An honest person can see that the President and his party have passed legislation to benefit the many (The Lilly Ledbetter Fair Pay Act of 2009), the PPACA (Obamacare) and both were opposed by the Republican Party by nearly every elected member of that caucus in Congress.
Here's the problem with your post.
I started out as a liberal thinking of doing things that were "better for the overall good." And I even got taught by the best liberal economic thinkers in the country.
But any independent minded person finally figures out that what people mean to do with their policies and the actual UNINTENDED CONSEQUENCES of those policies are totally two different things.
If you want the best for the common good, get government out of as much as you possibly can, especially the federal government.
I see the Libertarian Model as dystopian, not because big government is necessarily good, but human nature left unfettered is self serving and will lead to (at best) chaos.
For the sake of argument, let's presume there is such as thing as "liberal thinking". I would agree there is, but such thought is framed by a sense of fairness, and a never ending effort to make things better. Beyond that, some liberal thinkers are pragmatic, some dogmatic and others self serving.
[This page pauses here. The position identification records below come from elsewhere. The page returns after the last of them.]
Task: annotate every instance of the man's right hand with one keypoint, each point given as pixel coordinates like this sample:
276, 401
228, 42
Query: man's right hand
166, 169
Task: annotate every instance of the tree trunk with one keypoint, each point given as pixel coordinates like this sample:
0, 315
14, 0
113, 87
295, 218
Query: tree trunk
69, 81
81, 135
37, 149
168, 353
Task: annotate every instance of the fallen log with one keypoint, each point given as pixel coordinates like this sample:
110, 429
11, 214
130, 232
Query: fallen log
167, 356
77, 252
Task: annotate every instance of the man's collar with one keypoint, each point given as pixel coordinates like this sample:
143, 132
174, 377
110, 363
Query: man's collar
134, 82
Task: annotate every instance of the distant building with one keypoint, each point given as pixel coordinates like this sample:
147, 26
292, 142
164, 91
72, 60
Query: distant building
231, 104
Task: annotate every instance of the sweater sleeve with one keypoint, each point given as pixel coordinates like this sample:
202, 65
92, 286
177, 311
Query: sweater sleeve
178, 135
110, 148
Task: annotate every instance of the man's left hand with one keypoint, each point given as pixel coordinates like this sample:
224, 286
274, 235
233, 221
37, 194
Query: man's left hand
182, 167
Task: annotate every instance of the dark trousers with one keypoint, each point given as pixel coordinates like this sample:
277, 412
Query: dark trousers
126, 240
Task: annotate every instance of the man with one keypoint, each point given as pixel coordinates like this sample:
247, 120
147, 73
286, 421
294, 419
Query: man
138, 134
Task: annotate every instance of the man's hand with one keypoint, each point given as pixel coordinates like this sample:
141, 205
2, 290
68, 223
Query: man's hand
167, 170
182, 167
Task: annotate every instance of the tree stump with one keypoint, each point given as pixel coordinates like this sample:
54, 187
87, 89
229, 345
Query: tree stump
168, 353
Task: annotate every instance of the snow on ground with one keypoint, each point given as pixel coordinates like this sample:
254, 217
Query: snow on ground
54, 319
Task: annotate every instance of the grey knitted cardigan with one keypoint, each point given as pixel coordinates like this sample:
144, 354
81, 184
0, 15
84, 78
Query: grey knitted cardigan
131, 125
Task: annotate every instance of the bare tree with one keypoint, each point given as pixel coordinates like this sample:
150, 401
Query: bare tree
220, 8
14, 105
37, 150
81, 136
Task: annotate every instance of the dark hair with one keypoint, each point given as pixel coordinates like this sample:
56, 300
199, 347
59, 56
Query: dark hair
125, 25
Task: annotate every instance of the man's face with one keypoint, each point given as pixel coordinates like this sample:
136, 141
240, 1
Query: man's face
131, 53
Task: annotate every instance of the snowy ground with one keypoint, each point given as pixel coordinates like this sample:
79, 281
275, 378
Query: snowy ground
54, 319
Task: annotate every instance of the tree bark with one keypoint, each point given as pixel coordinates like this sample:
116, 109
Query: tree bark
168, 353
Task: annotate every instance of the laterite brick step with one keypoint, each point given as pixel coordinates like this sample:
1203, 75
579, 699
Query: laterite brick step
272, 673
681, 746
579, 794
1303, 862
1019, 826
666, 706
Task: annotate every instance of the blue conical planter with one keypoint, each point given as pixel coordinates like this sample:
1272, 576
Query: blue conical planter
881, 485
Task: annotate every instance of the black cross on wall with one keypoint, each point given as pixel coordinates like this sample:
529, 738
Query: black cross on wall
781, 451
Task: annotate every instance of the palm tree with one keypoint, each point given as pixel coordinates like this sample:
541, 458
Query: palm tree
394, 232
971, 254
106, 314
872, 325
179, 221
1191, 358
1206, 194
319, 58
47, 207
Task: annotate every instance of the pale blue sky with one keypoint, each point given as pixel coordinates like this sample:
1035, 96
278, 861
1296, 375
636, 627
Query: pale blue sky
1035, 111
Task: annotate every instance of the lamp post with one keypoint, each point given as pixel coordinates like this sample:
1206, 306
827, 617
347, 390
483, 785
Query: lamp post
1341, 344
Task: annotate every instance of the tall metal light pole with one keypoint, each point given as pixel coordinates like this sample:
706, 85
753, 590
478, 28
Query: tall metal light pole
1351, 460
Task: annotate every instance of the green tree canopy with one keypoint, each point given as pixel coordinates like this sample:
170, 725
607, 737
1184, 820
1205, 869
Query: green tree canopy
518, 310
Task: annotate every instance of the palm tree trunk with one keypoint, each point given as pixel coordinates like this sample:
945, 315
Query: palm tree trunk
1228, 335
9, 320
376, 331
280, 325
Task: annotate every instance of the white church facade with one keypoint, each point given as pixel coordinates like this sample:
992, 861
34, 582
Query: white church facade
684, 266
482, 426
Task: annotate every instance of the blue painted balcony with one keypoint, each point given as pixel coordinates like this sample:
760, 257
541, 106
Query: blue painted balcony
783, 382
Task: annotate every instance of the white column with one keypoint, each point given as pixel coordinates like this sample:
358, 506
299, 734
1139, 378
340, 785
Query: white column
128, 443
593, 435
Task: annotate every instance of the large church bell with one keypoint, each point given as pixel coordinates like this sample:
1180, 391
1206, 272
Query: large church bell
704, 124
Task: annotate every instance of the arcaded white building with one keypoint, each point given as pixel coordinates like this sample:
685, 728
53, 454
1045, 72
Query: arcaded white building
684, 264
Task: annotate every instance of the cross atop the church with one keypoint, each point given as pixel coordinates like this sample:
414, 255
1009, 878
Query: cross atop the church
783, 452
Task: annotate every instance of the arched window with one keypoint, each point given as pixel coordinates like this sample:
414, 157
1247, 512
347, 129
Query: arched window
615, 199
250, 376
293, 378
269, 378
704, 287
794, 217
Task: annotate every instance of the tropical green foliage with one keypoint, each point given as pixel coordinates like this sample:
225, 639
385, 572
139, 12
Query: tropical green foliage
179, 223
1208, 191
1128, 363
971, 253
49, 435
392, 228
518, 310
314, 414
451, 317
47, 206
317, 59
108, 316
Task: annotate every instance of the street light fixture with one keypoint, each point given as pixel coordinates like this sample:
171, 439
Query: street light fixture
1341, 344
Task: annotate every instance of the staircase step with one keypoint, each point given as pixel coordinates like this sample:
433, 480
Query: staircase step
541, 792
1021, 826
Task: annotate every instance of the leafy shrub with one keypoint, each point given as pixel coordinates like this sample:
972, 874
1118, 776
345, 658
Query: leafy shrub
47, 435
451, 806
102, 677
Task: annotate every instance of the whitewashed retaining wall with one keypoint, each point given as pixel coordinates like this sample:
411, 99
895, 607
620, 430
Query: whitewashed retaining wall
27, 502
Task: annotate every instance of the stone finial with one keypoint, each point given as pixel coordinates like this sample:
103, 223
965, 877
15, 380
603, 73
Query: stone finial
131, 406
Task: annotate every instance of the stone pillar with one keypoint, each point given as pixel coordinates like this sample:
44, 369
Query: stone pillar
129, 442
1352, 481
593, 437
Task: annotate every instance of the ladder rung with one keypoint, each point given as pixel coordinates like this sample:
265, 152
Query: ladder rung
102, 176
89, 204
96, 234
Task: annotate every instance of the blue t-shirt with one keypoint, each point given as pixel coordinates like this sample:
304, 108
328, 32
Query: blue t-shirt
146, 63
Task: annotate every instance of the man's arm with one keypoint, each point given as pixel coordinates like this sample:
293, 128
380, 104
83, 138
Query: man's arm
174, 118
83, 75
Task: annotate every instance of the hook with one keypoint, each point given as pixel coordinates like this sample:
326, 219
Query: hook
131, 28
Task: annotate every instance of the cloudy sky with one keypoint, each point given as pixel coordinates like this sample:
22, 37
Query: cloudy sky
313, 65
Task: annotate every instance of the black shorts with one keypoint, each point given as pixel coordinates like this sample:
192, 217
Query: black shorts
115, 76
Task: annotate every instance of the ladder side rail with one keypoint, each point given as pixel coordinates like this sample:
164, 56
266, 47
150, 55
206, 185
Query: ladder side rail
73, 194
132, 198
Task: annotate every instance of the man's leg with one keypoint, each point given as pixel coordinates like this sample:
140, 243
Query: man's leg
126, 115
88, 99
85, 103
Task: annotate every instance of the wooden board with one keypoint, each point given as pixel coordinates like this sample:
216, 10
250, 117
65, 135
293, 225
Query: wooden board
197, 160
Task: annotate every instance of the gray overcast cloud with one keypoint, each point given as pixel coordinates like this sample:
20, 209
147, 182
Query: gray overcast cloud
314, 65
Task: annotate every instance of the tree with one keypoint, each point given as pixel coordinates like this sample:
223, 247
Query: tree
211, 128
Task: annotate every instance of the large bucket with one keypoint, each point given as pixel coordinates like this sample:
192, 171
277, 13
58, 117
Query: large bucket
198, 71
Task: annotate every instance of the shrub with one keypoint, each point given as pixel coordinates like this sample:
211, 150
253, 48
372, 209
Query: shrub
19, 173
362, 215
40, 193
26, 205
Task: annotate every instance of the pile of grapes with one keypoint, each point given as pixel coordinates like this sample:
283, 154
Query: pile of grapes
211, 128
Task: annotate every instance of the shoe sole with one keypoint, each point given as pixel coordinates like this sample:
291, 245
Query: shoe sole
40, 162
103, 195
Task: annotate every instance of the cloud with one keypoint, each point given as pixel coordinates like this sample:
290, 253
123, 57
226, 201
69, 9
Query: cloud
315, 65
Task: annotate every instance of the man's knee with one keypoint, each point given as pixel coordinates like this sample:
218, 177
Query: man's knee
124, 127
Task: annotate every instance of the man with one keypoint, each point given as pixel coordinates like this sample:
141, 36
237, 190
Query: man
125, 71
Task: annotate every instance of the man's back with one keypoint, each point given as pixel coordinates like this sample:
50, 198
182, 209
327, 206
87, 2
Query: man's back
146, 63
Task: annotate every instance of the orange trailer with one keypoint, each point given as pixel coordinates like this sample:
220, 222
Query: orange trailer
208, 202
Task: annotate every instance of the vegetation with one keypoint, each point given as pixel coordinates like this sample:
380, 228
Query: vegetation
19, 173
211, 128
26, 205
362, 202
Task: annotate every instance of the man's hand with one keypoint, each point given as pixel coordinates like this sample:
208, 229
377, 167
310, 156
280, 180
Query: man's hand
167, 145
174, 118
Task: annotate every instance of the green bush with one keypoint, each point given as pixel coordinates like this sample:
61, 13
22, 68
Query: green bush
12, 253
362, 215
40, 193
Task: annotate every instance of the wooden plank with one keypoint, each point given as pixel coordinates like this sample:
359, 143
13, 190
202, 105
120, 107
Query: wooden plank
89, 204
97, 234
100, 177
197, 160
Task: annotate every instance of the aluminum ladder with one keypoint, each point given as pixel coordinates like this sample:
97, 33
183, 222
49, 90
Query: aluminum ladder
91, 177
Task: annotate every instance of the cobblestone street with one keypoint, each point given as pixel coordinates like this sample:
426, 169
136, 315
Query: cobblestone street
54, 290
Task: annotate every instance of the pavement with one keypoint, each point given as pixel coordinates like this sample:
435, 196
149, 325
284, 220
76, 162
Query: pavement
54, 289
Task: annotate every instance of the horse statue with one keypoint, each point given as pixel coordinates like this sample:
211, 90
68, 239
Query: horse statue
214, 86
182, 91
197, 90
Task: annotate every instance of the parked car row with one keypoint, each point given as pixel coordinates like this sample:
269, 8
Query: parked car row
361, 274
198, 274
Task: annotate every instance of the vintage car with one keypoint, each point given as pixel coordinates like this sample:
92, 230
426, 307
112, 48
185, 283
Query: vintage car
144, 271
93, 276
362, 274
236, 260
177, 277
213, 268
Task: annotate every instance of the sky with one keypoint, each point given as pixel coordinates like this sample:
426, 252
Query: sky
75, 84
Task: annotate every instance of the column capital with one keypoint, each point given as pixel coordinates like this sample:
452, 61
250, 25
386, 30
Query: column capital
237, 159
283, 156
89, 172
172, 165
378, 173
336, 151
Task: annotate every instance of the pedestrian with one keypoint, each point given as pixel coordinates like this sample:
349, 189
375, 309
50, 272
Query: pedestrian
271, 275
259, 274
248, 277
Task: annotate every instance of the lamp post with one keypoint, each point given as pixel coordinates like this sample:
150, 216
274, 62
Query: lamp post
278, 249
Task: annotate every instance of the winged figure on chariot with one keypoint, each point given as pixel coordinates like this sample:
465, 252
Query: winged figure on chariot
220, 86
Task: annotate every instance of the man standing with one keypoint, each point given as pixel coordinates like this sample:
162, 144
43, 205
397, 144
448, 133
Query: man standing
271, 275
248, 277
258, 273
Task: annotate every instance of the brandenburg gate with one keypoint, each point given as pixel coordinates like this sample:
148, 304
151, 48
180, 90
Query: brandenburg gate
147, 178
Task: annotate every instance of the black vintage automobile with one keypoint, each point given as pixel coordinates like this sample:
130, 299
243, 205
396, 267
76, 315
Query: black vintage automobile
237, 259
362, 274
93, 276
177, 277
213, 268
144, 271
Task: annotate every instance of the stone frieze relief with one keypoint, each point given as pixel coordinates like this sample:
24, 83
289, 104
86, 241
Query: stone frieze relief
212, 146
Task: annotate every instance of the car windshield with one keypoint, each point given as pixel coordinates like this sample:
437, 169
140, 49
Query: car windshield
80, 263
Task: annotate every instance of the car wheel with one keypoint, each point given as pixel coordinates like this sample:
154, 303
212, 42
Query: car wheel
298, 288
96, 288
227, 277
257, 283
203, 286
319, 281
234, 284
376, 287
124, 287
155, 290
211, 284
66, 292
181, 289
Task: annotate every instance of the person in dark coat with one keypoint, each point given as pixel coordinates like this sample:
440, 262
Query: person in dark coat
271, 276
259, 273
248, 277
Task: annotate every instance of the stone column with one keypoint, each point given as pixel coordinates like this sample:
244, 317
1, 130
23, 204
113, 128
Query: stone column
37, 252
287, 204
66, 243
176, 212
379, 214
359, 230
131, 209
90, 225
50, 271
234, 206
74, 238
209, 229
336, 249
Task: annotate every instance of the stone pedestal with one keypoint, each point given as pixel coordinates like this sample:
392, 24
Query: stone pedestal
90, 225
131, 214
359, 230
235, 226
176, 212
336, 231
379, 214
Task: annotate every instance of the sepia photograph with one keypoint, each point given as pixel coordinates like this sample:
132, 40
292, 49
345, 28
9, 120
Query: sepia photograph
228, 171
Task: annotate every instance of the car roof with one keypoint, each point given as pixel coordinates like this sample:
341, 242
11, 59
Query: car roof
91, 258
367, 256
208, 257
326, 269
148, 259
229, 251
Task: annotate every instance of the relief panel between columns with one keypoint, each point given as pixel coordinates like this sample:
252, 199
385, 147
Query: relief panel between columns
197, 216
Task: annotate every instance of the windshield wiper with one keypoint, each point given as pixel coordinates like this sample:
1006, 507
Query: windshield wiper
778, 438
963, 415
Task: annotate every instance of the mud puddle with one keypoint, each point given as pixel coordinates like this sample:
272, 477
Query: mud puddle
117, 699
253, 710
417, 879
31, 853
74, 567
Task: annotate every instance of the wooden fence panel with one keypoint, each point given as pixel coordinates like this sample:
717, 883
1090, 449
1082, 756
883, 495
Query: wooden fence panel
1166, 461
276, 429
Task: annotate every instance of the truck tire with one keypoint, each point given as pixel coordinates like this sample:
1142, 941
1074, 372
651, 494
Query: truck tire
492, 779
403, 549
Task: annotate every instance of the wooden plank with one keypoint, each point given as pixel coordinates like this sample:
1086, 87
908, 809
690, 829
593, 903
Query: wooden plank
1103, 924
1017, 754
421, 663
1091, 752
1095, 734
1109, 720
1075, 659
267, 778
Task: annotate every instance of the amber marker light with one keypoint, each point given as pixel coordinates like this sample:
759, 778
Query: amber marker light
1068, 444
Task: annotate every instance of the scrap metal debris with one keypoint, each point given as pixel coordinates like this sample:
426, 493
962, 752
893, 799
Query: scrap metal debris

I would further argue, that conservative thinkers rarely think out of the box and are mostly dogmatic (at least those who post on this and other political message boards), rarely pragmatic, generally believe things were better in the past and seriously self serving.
As for Libertarians, I will leave that to you to define, my best guess is some are pragmatic, some idealistic, some progressive/liberal and others conservative, and many self serving.
Then we have the fans of Ayn Rand, clearly members of the idiot fringe who have not an ounce of pragmatism in their ideology.